The apex court will hear the matter again on Thursday.The apex court will hear the matter again on Thursday.

The Supreme Court on Monday started final hearing on the bitter, legal feud between Tata Sons and Shapoorji Pallonji Group, which includes the contentious issue of the separation of the two firm which entails the former buying out the latter’s 18.4% stake in the Tata group’s holding firm.

Beginning his arguments, senior counsel Harish Salve, appearing for Tata Sons and Tata Group chairman emeritus Ratan Tata, told a Bench led by Chief Justice SA Bobde that the total worth of Shapoorji Pallonji Group’s 18.4% shareholding in Tata Sons is worth anywhere between Rs 70,000 to Rs 80,000 crore only. This is in contrast to SP group’s claim of the stake’s worth around Rs 1.75 lakh crore.

In its affidavit filed on October 29, the Mistry group had told the Supreme Court that it wanted to exit Tata Sons and had offered a pro-rata division of all the assets of the holding firm as part of the settlement and.

During the hearing, the CJI asked, “if the NCLAT has suo-moto powers to grant reliefs which haven’t been sought. Can the NCLAT select and appoint an executive chairperson?”

The Tata Sons counsel said that “NCLAT can’t take it upon itself to overrule shareholders, make appointments by itself. Being private co, Trustees of Tata Trusts with a 68% shareholding in Tata Sons would be within their rights to pack the board with their nominees.”

He further said that “Mistry’s appointment as executive chairman would’ve ended in March 2017. His appointment wasn’t life long.”

Cyrus was removed in October 2016 and after March 2017 he had no right to seek reappointment, he added.

Since October 24, 2016, when Cyrus Mistry was unceremoniously sacked as chairman Tata Sons, the SP Group and the Tatas have fought bitterly. While the SP Group claimed they had been oppressed as minority shareholders, the Tatas have alleged that Mistry had mismanaged the affairs of the group. Mistry countered this charge stating that Tata Group had suffered because of several acquisitions.

Assailing the National Company Law Appellate Tribunal order that had termed ouster of Cyrus Mistry as oppressive to minority shareholders and also referred to mismanagement in Tata Sons, Salve said that unless it is proved that there is “unfair abuse of power” or “lack of probity” in management, oppression of minority shareholders cannot be proved.

He said that Mistry wrote an email with scathing comments against Ratan Tata and Tata Sons, supposedly for Board, but was leaked to media.
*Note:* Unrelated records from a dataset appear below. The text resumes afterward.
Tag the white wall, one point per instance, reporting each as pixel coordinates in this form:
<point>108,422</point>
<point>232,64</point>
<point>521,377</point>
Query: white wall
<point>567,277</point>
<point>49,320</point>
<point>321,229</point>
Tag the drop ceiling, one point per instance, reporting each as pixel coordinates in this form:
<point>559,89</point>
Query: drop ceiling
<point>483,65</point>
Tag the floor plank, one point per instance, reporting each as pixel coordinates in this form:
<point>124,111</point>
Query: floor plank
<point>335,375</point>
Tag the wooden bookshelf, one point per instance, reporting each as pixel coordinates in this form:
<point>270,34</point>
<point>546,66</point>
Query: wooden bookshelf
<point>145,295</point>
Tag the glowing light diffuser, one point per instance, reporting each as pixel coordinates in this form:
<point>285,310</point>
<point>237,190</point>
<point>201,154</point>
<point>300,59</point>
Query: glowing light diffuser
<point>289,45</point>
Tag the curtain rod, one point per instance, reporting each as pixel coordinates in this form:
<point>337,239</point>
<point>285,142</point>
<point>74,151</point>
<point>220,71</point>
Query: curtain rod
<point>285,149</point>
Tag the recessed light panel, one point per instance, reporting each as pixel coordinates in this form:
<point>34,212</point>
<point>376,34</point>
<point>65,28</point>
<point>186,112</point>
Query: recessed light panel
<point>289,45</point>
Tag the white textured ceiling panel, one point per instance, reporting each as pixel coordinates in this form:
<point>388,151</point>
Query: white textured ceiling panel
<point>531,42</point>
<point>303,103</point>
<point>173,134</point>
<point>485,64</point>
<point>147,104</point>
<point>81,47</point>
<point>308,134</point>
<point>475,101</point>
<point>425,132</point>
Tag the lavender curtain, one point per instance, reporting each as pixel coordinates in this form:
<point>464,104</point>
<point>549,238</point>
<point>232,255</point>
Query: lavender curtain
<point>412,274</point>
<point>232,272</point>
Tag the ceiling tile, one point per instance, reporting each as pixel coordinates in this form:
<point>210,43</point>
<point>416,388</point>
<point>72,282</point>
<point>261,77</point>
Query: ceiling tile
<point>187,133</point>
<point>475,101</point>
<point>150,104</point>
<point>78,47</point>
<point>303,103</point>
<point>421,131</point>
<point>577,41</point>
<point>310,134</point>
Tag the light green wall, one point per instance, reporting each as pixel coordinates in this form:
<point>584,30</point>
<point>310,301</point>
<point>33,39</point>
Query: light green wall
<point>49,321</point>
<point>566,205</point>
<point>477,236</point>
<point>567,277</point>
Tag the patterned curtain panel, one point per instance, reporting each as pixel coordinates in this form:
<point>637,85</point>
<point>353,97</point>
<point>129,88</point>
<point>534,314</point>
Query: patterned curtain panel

CJI Bobde asked, “This happens in corporate world also?” Salve said that in fact, this was invented by corporate world and the practice has now been followed in other areas also.
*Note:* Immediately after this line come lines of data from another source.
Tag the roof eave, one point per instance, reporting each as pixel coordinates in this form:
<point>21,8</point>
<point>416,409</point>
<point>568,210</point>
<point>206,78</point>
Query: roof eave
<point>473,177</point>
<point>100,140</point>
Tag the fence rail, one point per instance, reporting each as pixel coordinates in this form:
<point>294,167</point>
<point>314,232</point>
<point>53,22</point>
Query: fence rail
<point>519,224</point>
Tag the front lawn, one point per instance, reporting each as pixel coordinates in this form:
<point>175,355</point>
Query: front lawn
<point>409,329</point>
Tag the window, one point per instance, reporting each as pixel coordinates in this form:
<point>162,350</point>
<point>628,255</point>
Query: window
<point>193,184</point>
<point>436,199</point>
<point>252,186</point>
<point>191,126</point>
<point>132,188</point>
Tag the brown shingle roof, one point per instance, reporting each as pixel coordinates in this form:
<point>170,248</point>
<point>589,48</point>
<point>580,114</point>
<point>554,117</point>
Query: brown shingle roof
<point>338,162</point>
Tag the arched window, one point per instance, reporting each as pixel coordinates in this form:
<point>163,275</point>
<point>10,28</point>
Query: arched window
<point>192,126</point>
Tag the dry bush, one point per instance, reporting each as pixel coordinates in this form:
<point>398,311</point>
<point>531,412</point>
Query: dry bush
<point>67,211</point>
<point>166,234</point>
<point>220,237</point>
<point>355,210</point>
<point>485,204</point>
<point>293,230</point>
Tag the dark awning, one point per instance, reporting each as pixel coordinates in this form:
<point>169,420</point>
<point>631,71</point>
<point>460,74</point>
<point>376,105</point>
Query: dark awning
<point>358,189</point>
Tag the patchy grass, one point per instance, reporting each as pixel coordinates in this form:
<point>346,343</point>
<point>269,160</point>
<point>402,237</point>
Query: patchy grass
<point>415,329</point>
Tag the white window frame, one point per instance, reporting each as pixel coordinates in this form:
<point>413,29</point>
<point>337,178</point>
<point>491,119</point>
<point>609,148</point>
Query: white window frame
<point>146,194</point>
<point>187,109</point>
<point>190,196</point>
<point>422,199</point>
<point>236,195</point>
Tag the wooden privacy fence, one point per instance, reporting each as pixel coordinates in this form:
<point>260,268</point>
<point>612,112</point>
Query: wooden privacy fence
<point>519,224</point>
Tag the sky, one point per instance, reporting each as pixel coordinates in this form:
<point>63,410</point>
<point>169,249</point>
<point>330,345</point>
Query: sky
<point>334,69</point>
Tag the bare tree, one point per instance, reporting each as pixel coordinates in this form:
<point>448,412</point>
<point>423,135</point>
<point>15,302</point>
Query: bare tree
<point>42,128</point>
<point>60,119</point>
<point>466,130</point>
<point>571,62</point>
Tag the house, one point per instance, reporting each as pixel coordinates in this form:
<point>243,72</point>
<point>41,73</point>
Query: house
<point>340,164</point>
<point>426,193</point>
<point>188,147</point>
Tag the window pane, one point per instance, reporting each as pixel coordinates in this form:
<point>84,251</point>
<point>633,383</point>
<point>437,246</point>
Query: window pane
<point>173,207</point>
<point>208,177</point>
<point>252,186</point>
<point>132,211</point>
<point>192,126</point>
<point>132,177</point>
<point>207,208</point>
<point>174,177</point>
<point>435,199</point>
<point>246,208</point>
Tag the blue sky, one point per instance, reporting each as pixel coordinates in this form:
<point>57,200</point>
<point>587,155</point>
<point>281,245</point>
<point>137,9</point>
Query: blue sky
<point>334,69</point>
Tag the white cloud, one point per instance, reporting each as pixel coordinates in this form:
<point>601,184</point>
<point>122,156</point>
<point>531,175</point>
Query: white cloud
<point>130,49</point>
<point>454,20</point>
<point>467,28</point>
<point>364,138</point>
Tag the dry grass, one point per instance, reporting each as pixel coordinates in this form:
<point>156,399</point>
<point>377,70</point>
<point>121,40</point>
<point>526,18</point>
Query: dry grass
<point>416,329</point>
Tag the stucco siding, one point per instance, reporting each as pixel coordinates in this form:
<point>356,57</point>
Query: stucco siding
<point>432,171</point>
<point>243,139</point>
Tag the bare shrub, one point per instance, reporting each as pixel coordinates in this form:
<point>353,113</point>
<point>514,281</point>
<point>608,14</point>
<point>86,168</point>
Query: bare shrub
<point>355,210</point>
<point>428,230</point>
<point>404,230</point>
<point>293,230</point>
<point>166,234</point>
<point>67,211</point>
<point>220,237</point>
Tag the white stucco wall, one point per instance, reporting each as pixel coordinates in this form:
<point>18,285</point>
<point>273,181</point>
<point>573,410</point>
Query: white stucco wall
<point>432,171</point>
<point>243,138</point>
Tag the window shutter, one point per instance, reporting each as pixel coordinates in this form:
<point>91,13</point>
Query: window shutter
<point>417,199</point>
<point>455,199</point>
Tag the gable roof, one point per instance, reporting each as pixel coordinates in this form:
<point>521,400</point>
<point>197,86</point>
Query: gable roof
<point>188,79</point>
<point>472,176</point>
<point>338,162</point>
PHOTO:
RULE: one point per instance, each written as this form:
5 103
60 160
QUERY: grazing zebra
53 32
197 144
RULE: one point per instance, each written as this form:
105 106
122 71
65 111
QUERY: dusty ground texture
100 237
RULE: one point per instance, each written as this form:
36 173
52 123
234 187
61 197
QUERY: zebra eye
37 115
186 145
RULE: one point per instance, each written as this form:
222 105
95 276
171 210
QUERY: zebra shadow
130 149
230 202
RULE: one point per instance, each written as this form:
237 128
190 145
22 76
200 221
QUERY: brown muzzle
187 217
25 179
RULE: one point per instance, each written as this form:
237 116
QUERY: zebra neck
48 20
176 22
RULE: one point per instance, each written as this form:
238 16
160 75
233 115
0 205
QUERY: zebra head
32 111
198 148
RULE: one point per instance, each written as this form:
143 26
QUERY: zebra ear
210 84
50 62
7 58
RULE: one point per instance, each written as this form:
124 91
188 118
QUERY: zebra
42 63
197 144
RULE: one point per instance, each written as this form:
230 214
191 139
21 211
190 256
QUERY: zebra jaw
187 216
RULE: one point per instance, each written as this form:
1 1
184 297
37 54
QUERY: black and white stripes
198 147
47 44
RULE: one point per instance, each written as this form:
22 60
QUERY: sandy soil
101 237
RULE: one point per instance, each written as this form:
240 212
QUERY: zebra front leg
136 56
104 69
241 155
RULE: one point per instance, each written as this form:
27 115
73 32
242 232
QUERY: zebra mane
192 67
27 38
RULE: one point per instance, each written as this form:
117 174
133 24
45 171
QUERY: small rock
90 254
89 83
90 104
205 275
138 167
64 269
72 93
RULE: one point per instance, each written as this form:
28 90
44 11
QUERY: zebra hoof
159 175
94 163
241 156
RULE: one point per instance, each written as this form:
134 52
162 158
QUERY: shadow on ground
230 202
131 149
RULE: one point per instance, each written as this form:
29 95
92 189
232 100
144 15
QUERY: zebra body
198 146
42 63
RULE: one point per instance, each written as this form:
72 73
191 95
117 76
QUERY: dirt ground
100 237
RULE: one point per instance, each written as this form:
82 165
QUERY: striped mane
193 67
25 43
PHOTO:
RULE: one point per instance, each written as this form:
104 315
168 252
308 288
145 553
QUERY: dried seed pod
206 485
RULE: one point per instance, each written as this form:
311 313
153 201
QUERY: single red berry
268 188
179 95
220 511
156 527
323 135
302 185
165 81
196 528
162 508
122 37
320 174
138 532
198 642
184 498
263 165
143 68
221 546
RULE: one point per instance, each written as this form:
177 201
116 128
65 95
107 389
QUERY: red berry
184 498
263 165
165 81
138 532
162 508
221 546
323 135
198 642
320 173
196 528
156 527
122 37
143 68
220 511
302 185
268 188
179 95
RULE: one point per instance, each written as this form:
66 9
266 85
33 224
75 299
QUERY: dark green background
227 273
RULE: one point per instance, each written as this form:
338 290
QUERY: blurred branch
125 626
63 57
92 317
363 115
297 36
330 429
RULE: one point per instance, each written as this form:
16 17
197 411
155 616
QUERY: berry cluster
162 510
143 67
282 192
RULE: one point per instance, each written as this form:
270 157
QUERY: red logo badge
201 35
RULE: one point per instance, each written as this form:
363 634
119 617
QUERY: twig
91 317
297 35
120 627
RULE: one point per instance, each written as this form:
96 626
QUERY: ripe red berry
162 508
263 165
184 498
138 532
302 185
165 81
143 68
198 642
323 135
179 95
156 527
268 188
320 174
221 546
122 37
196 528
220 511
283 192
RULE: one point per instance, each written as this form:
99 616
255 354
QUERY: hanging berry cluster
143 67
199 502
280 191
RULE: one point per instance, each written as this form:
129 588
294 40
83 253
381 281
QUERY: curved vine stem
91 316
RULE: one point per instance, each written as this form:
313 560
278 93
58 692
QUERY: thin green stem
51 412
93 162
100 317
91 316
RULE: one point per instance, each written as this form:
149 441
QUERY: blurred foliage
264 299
Salve further contended that that many of the NCLAT findings would have held ground if only it was found that Tata Sons set up a parallel company to siphon of money, “but nobody has even made any such accusation”.

On the contrary, Tata Trust, which holds 68% share in Tata Sons, had lost money proportionate to its shareholding whenever Tata Sons have lost money, the senior lawyer argued.
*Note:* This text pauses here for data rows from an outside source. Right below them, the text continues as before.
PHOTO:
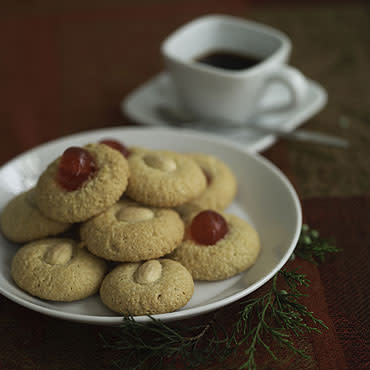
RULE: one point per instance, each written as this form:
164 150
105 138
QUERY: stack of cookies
148 224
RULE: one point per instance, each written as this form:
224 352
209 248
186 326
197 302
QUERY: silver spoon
182 119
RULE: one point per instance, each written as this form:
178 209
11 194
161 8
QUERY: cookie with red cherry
82 183
129 232
147 288
162 178
217 246
221 184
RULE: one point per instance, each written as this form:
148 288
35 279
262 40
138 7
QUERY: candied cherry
116 145
208 227
75 167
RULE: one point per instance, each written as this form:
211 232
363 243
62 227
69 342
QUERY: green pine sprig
277 316
312 248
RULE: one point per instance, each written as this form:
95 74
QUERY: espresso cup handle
294 81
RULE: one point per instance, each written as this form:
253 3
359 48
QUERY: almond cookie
236 251
152 287
221 184
22 222
96 194
130 232
57 269
164 178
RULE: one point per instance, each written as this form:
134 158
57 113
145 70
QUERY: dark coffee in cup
226 59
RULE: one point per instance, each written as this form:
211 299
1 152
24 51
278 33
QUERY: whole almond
160 162
59 254
134 214
148 272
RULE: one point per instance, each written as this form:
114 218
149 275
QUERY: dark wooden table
65 69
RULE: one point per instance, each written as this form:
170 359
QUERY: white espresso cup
230 92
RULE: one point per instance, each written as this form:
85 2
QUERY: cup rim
285 45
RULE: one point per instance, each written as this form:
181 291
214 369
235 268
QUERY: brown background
64 68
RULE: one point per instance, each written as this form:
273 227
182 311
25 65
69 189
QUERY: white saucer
140 107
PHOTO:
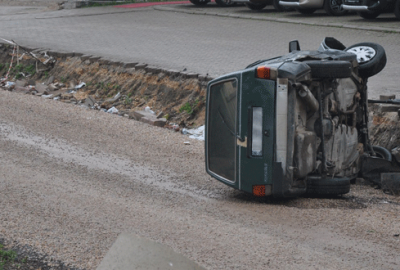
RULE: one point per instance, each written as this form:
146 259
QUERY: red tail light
263 72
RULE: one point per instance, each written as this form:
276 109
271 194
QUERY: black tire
369 15
225 3
306 11
329 69
254 6
333 7
397 9
370 67
382 152
327 186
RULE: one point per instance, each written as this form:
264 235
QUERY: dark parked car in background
260 4
370 9
332 7
222 3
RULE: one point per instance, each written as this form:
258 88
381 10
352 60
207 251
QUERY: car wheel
225 3
382 152
333 7
306 11
369 15
371 58
253 6
329 69
199 2
328 186
397 9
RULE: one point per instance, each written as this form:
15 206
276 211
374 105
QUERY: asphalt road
200 43
73 179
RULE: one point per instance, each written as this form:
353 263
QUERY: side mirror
294 45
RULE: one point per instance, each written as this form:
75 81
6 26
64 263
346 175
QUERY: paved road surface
72 180
202 44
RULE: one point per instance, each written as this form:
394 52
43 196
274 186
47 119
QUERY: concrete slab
133 252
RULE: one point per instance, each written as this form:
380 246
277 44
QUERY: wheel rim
364 53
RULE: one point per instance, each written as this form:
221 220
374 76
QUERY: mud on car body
293 124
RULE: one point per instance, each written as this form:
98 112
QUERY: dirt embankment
176 96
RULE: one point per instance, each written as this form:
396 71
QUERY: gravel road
73 179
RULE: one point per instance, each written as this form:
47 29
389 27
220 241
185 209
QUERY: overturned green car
295 124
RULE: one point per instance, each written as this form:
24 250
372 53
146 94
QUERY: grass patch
6 256
189 107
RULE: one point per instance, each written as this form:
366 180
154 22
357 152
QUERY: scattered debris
112 110
147 109
197 133
81 85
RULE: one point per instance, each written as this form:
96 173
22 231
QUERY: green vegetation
6 256
127 100
189 107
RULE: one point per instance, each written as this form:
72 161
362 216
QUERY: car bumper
302 4
355 8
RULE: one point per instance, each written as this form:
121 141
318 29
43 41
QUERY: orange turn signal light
259 190
263 72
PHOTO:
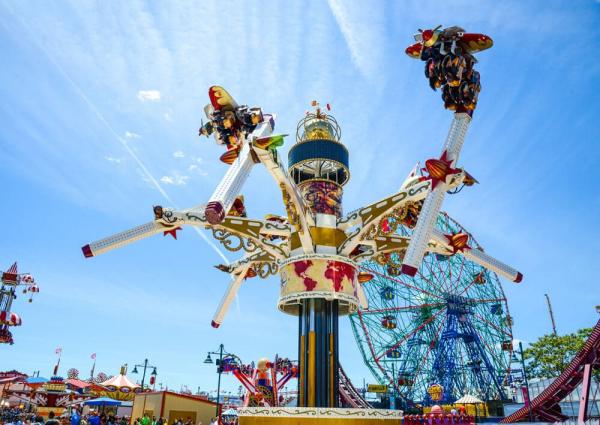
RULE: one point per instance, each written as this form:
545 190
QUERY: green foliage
551 354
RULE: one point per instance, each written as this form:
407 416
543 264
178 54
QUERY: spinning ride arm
231 185
433 203
169 221
237 278
362 223
166 221
481 258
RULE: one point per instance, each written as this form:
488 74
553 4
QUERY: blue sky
99 108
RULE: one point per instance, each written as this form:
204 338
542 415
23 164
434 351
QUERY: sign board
377 388
435 391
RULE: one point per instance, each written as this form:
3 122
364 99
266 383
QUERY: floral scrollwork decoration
266 269
233 242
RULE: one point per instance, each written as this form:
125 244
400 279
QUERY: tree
551 354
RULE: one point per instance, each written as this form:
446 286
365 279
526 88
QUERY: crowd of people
147 420
15 416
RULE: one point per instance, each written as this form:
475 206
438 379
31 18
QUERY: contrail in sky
122 141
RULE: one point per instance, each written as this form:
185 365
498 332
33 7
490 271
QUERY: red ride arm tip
87 251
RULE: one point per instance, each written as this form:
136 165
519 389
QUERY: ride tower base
316 415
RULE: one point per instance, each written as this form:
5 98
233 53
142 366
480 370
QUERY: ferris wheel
438 335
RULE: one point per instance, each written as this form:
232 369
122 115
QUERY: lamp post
219 363
522 361
145 366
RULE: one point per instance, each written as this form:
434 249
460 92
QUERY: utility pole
526 380
551 314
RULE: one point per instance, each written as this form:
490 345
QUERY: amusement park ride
264 382
324 258
11 281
He also countered the allegation that there was any “mismanagement” in Tata Sons under the leadership of Ratan Tata.

He said that between 1991 and 2012 market cap of Tata Sons went up 500 times even though a few projects, such as Nano car project didn’t entirely go as per plans.

On the issue of launch of Nano car, he said that if a strategy doesn’t work out for various reasons, that strategy cannot be termed mismanagement, but can be seen as a “bad decision”.

Salve submitted that 2012 amendment in the Tata Sons’ Article of Association and further amendments in 2014 were approved by Cyrus Mistry, who was on board of Tata Sons at that time, therefore the appellate tribunal stand that these changes were “oppressive” to minority shareholders and prejudicial was not correct.

He further clarified that Cyrus Mistry was due to retire in March 2017. If he had demitted office on March 2017, there are no provisions that would have helped him make a case for reappointment, but would have continued as a director on the board of Tata Sons.

The top court, on January 10, had stayed in entirety the NCLAT’s December 18 order that reinstated Mistry as chairman of Tata Sons after calling his removal in October 2016 as “illegal.”

The apex court will continue to hear the case on Wednesday.